Will define methods like

Task.statuses # the one we care about!
Task.status
Task#status
Task#pending?
Task#success?
# ..etc.

You can pass in an explicit hash mapping keys to values or just an array of keys and Rails will do the mapping.

To implement this in Brakeman, we simulate the creation of the status and statuses methods:

class Task < ApplicationRecord
  def self.statuses
    {
      pending: 0,
      success: 1,
      failed: 3,
    }
  end
end

Then we can rely on the previous changes to know Task.statuses returns a hard-coded hash table.

Another Detour

You might have noticed that the enum definition uses status but we need statuses.

This required a tiny tweak to Brakeman's extremely over-simplified pluralize.

Back to the False Positive

Where are we now?

With enum support and proper pluralization, this code:

Task.statuses.values_at(*["pending", "success"]).join(",")

Gets reduced like this:

{
  pending: 0,
  success: 1,
  failed: 3,
}.values_at(*["pending", "success"]).join(",")

{
  pending: 0,
  success: 1,
  failed: 3,
}.values_at("pending", "success").join(",")

[:BRAKEMAN_SAFE_LITERAL, :BRAKEMAN_SAFE_LITERAL].join(",")

"BRAKEMAN_SAFE_LITERAL,BRAKEMAN_SAFE_LITERAL"

Well... it's not perfect. Note that the array values are strings, but our enum uses symbol keys. But Brakeman knows the enum is all literal values which are safe, so we end up with this.

The query now looks like:

Task.connection.select_all(
  "SELECT COUNT(*) \
  FROM `filings` \
  WHERE `filings`.`status` NOT IN (#{"BRAKEMAN_SAFE_LITERAL,BRAKEMAN_SAFE_LITERAL"}) \
  AND `filings`.`time_end` BETWEEN #{Date.beginning_of_quarter} \
  AND #{Date.end_of_quarter}"
)

Again, not perfect but at least Brakeman isn't going to warn about interpolating a string literal into the query.

Not Done Yet

Ah, but wait. The warning is not gone!

Confidence: Medium
Category: SQL Injection
Check: SQL
Message: Possible SQL injection
Code: Task.connection.select_all("SELECT COUNT(*)\nFROM `filings`\nWHERE `filings`.`status` NOT IN (#{"BRAKEMAN_SAFE_LITERAL,BRAKEMAN_SAFE_LITERAL"})\nAND `filings`.`time_end` BETWEEN #{Date.beginning_of_quarter} AND #{Date.end_of_quarter}\n")
File: app/models/task.rb
Line: 25

What's wrong now?

Brakeman doesn't know what Date.beginning_of_quarter or Date.end_of_quarter are, so it generates a lower confidence warning about it.
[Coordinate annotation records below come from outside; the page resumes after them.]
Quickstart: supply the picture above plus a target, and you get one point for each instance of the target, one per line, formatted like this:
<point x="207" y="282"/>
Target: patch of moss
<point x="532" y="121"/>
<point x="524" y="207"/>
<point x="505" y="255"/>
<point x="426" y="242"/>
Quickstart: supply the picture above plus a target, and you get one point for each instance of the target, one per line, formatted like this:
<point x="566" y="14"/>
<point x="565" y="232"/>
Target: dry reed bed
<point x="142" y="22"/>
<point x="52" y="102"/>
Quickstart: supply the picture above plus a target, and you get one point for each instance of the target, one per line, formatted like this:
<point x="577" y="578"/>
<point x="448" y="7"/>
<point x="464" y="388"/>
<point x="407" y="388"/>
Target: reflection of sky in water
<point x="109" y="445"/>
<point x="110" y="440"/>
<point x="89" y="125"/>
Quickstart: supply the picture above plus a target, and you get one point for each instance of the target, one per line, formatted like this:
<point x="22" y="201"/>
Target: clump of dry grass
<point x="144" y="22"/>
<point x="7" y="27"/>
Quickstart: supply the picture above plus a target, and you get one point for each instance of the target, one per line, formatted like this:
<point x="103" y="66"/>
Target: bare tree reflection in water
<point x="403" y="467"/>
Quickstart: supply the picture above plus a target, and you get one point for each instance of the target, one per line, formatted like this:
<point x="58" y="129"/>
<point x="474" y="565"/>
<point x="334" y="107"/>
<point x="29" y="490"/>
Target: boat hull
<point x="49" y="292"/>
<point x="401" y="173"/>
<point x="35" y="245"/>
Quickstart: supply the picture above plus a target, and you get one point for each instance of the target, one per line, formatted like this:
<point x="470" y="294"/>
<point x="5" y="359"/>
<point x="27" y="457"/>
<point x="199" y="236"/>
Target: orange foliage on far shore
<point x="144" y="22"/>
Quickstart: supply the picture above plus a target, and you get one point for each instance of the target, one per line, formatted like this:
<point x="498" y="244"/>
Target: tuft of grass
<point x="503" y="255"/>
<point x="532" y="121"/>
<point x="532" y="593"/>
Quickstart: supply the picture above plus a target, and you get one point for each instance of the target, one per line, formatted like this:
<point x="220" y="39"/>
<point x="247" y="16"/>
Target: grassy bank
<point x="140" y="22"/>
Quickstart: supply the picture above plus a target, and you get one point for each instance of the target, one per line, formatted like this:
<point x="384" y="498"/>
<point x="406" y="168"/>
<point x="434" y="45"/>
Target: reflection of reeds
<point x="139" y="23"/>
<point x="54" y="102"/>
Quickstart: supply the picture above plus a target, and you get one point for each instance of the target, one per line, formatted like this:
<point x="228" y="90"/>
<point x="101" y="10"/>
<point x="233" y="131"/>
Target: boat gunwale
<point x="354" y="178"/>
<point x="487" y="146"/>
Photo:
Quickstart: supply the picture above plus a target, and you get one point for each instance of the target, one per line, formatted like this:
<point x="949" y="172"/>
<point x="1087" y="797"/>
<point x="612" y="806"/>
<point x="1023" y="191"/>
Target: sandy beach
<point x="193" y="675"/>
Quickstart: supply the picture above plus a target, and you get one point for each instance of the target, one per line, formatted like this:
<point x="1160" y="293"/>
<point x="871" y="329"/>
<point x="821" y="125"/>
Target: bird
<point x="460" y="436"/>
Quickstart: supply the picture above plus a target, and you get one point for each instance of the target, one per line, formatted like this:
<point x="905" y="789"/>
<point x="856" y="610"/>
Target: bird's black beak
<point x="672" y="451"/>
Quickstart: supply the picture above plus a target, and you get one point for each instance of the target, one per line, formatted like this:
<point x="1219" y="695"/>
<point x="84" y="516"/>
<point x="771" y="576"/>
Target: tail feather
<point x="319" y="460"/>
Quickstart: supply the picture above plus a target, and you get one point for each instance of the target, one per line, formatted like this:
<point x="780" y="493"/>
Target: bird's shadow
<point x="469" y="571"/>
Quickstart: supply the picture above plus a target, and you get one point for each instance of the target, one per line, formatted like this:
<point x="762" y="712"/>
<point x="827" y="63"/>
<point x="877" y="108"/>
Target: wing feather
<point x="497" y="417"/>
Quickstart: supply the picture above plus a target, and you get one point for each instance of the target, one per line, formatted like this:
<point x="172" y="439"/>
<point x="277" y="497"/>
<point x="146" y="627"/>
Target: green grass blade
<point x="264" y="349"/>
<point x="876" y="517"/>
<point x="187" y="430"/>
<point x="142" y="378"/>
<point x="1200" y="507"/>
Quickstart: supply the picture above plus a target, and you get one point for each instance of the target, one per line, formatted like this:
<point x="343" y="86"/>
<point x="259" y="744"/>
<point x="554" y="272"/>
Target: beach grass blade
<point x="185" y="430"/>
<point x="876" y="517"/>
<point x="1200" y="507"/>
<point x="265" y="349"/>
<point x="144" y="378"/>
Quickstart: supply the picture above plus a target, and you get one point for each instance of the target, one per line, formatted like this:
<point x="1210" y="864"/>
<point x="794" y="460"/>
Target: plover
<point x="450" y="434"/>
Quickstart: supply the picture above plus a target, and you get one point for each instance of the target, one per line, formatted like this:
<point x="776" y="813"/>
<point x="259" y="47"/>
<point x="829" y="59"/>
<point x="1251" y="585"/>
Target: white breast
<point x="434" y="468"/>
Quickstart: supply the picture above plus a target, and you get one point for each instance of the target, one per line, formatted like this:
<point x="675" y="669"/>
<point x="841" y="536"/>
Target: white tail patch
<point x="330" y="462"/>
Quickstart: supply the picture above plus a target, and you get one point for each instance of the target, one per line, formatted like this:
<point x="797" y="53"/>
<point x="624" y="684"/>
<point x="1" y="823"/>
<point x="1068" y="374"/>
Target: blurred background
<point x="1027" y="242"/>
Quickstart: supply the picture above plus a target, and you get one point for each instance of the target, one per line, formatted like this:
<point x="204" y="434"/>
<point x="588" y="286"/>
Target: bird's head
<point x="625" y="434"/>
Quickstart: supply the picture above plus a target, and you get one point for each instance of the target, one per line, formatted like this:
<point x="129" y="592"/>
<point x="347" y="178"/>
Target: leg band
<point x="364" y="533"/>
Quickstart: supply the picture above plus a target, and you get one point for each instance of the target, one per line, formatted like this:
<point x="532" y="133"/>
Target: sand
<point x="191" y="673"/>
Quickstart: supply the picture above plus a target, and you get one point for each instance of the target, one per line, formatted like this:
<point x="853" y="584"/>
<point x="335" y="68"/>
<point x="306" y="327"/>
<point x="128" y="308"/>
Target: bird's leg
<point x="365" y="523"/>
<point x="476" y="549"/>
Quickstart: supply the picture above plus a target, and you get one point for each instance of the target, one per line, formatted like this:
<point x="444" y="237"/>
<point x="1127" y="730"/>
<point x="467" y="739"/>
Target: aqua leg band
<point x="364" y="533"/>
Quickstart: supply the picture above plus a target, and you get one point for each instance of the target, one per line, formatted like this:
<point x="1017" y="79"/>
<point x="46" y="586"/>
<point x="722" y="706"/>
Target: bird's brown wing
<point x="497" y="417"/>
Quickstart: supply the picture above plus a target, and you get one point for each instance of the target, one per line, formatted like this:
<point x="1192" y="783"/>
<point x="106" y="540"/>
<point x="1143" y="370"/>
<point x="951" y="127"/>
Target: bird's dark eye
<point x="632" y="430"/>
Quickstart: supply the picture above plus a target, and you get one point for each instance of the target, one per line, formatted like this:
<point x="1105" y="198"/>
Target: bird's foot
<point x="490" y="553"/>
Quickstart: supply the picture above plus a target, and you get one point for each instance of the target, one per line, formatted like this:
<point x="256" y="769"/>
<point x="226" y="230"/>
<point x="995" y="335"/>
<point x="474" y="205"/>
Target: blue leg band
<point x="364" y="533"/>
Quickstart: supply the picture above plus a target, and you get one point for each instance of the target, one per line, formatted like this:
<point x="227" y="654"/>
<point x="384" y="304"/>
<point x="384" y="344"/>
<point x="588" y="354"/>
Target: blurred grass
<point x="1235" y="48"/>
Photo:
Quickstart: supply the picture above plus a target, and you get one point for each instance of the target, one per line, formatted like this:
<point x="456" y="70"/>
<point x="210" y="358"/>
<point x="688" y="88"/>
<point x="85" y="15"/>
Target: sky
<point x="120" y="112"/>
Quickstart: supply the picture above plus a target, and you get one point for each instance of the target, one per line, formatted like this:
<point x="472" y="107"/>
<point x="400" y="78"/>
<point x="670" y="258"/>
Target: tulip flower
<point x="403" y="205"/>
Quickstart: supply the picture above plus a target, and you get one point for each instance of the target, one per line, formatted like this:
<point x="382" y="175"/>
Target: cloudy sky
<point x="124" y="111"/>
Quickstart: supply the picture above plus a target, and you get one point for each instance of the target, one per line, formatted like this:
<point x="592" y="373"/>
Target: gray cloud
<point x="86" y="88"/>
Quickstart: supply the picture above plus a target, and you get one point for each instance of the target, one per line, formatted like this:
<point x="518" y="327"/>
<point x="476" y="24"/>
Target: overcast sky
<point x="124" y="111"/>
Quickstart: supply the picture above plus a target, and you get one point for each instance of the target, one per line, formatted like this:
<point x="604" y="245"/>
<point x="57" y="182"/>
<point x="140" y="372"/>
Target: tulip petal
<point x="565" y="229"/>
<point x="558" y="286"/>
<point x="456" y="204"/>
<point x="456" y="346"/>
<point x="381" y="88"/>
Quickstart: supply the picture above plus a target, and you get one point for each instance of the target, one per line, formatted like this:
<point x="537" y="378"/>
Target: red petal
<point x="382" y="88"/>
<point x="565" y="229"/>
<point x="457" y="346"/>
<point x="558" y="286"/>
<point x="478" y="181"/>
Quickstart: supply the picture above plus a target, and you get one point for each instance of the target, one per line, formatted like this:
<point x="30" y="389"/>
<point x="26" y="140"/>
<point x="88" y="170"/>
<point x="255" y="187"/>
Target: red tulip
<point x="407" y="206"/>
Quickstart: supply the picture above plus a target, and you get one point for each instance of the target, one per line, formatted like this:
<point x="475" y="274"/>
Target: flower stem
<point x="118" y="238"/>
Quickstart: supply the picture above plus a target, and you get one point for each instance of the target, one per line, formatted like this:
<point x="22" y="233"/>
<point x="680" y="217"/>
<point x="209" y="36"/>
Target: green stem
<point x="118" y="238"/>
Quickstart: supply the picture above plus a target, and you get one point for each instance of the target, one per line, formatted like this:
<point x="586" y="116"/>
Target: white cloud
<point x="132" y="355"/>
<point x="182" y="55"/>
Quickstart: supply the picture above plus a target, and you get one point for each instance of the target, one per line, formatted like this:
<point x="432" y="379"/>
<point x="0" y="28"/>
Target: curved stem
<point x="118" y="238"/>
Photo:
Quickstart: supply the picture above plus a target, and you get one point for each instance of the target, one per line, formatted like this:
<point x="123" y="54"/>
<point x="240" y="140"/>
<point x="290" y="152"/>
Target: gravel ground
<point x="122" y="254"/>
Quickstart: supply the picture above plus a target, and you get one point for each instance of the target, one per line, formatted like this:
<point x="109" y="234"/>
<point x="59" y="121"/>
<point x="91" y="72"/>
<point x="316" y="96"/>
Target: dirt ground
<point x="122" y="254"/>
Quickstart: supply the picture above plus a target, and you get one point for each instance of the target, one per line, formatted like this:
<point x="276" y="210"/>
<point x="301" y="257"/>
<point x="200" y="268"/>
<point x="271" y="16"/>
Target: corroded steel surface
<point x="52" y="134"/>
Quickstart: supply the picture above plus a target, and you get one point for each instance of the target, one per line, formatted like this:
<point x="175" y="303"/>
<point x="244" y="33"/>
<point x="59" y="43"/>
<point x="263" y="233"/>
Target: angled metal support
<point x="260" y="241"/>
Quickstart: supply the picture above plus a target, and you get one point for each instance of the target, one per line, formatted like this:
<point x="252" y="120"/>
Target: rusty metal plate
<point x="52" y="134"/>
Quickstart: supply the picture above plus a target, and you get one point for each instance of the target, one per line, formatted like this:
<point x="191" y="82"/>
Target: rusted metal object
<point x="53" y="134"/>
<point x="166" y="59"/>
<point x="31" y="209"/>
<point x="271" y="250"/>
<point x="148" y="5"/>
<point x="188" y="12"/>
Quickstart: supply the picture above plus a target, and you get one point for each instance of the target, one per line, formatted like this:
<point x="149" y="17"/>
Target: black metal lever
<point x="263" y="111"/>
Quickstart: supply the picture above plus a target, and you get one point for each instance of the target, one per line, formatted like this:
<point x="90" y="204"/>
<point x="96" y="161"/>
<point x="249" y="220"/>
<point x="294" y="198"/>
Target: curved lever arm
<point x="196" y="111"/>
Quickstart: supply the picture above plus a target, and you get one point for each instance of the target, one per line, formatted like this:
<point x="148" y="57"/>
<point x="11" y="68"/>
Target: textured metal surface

For SQL injection, Brakeman is pretty paranoid about any string interpolation, even if it's not sure the values are "dangerous".

But anything coming from Date is likely to be safe, so now Brakeman ignores Date calls in SQL.

Whew. Done?

Yep - now that code will no longer warn.

Except... in the months it took me to address this false positive, the code has changed in such a way that Brakeman now has a false negative problem (should be warning about some things, but isn't). But that's a different problem for a different day.

At least that one false positive is fixed!